A new report estimates nearly 46 million people around the world are trapped in slavery.

The Global Slavery Index found India has the most slaves, with around 18 million people in all. However, North Korea has the highest incidence of modern slavery at 4.37% of the population. 

The Walk Free Foundation's study found every corner of the globe is affected. The figures are also ten million higher than the last register two years ago.

The organisation says people are being held as prostitutes, domestic servants or forced to work in factories or farms.

Although Europe is shown to have the lowest regional prevalence of modern slavery in the world, the researchers indicate that the continent "remains a destination, and to a lesser extent, a source region for the exploitation of men, women and children in forced labour and commercial sexual exploitation".

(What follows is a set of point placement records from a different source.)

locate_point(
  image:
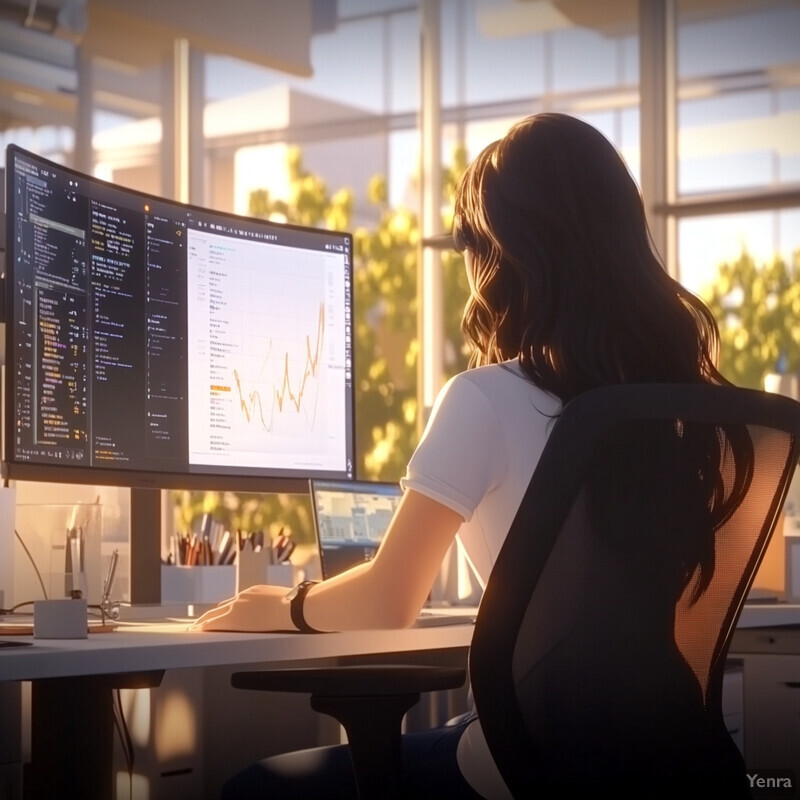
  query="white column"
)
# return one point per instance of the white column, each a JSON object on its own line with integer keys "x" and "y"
{"x": 658, "y": 122}
{"x": 430, "y": 324}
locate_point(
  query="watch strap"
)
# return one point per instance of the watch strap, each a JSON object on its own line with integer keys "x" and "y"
{"x": 296, "y": 601}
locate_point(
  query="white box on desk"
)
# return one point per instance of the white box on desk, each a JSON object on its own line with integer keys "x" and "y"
{"x": 197, "y": 584}
{"x": 255, "y": 568}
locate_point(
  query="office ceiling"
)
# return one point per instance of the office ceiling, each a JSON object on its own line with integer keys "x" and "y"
{"x": 41, "y": 42}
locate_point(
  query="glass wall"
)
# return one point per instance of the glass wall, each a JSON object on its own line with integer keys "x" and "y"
{"x": 738, "y": 115}
{"x": 355, "y": 117}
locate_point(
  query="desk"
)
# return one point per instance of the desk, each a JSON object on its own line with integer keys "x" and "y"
{"x": 72, "y": 719}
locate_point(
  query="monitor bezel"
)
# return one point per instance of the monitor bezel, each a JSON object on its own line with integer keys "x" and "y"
{"x": 269, "y": 481}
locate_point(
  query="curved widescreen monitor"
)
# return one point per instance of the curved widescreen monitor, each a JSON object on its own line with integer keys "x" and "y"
{"x": 155, "y": 344}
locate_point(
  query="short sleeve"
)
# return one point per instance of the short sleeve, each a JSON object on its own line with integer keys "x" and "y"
{"x": 461, "y": 454}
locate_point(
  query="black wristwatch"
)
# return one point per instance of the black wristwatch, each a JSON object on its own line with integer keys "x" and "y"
{"x": 296, "y": 599}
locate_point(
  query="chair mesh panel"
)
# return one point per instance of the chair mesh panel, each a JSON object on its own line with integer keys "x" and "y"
{"x": 616, "y": 670}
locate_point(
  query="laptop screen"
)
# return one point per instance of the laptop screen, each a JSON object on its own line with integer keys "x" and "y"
{"x": 350, "y": 519}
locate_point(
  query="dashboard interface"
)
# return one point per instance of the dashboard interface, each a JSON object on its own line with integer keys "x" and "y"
{"x": 162, "y": 344}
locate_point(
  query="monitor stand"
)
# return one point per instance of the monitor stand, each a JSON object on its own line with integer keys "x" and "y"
{"x": 145, "y": 546}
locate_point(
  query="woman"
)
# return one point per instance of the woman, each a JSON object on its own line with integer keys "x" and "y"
{"x": 566, "y": 295}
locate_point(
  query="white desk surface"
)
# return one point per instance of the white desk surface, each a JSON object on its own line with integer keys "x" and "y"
{"x": 171, "y": 646}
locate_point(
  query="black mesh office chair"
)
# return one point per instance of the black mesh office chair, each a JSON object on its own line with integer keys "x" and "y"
{"x": 599, "y": 649}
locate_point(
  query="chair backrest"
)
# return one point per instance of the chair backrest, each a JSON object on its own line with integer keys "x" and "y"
{"x": 600, "y": 644}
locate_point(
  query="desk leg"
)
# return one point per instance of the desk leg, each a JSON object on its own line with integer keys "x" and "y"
{"x": 72, "y": 735}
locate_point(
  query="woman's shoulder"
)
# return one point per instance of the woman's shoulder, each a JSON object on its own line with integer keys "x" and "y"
{"x": 505, "y": 376}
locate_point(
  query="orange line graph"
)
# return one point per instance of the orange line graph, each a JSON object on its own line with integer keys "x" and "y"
{"x": 250, "y": 403}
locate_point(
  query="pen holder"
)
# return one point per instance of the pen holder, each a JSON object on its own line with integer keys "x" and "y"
{"x": 255, "y": 568}
{"x": 197, "y": 584}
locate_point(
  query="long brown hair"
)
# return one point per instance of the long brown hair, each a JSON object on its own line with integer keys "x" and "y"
{"x": 563, "y": 271}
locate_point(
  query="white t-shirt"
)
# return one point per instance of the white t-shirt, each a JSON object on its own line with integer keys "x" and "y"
{"x": 483, "y": 440}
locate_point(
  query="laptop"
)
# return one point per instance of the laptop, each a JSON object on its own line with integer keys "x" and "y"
{"x": 350, "y": 520}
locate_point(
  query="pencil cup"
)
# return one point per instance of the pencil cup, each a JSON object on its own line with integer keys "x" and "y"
{"x": 197, "y": 584}
{"x": 255, "y": 568}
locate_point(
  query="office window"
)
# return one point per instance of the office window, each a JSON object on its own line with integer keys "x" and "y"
{"x": 584, "y": 59}
{"x": 704, "y": 243}
{"x": 503, "y": 59}
{"x": 736, "y": 38}
{"x": 738, "y": 110}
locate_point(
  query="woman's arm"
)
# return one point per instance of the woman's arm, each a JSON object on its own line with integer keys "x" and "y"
{"x": 387, "y": 592}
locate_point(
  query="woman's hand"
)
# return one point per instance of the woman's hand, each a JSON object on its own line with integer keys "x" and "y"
{"x": 256, "y": 609}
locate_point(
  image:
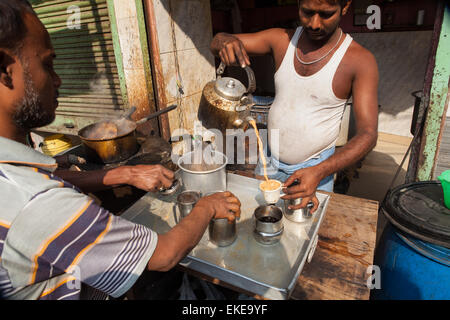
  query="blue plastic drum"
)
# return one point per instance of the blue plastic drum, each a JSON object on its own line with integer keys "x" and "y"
{"x": 414, "y": 250}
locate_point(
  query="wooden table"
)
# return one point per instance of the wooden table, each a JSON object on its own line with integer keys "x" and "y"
{"x": 345, "y": 250}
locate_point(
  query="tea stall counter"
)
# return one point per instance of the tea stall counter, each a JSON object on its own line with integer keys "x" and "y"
{"x": 339, "y": 266}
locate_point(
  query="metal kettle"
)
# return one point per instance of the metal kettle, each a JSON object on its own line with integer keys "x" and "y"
{"x": 226, "y": 102}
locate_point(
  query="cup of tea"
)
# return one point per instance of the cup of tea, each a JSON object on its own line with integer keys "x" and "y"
{"x": 271, "y": 190}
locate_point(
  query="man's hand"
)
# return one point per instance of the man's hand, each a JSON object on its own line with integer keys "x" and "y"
{"x": 230, "y": 50}
{"x": 308, "y": 180}
{"x": 150, "y": 177}
{"x": 221, "y": 205}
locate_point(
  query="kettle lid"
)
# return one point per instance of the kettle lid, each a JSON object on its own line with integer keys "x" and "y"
{"x": 230, "y": 88}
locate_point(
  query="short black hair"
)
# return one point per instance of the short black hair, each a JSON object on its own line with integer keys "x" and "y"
{"x": 12, "y": 25}
{"x": 343, "y": 3}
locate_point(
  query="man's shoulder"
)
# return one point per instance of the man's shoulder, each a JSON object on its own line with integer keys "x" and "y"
{"x": 279, "y": 34}
{"x": 360, "y": 56}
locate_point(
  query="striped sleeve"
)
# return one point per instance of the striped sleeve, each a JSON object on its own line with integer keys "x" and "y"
{"x": 64, "y": 231}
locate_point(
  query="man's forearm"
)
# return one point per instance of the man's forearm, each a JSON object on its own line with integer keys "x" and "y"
{"x": 217, "y": 42}
{"x": 180, "y": 240}
{"x": 92, "y": 181}
{"x": 358, "y": 147}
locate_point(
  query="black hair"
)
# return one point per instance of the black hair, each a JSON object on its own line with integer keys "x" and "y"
{"x": 12, "y": 25}
{"x": 343, "y": 3}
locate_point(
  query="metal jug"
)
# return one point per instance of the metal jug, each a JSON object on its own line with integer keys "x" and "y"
{"x": 226, "y": 102}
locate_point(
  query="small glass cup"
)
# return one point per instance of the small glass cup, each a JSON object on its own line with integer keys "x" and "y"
{"x": 271, "y": 196}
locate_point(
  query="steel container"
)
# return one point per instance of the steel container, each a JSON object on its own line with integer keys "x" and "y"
{"x": 222, "y": 232}
{"x": 186, "y": 201}
{"x": 297, "y": 215}
{"x": 268, "y": 224}
{"x": 203, "y": 181}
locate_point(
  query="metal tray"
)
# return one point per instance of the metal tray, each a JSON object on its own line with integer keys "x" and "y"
{"x": 270, "y": 271}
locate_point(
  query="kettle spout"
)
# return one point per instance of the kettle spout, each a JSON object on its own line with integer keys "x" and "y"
{"x": 249, "y": 119}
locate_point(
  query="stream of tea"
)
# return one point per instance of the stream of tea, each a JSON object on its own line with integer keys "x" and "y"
{"x": 261, "y": 148}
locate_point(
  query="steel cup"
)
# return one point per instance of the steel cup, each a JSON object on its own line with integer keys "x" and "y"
{"x": 222, "y": 232}
{"x": 268, "y": 224}
{"x": 271, "y": 196}
{"x": 298, "y": 215}
{"x": 186, "y": 201}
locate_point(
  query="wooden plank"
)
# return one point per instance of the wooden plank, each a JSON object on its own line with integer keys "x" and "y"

Current estimates suggest there are around 1,240,000 people enslaved in Europe.

EU citizens account for 65% of identified trafficked victims within Europe, mostly originating from Eastern Europe. Other victims are predominantly from Nigeria, China and Brazil, the report suggests.

There is a warning that the profile of victims may change over time as a result of the ongoing migrant and refugee crisis.

It is also said that forced marriage has become an 'emerging concern' within Europe, in countries including Spain, Germany and the UK.

Andrew Forrest, Chairman and Founder of the Walk Free Foundation, said: “We call on governments of the top 10 economies of the world to enact laws [...] with a budget and capability to ensure organisations are held to account for modern slavery in their supply chains, and to empower independent oversight. 

“I believe in the critical role of leaders in government, business and civil society. Through our responsible use of power, strength of conviction, determination and collective will, we all can lead the world to end slavery," he added.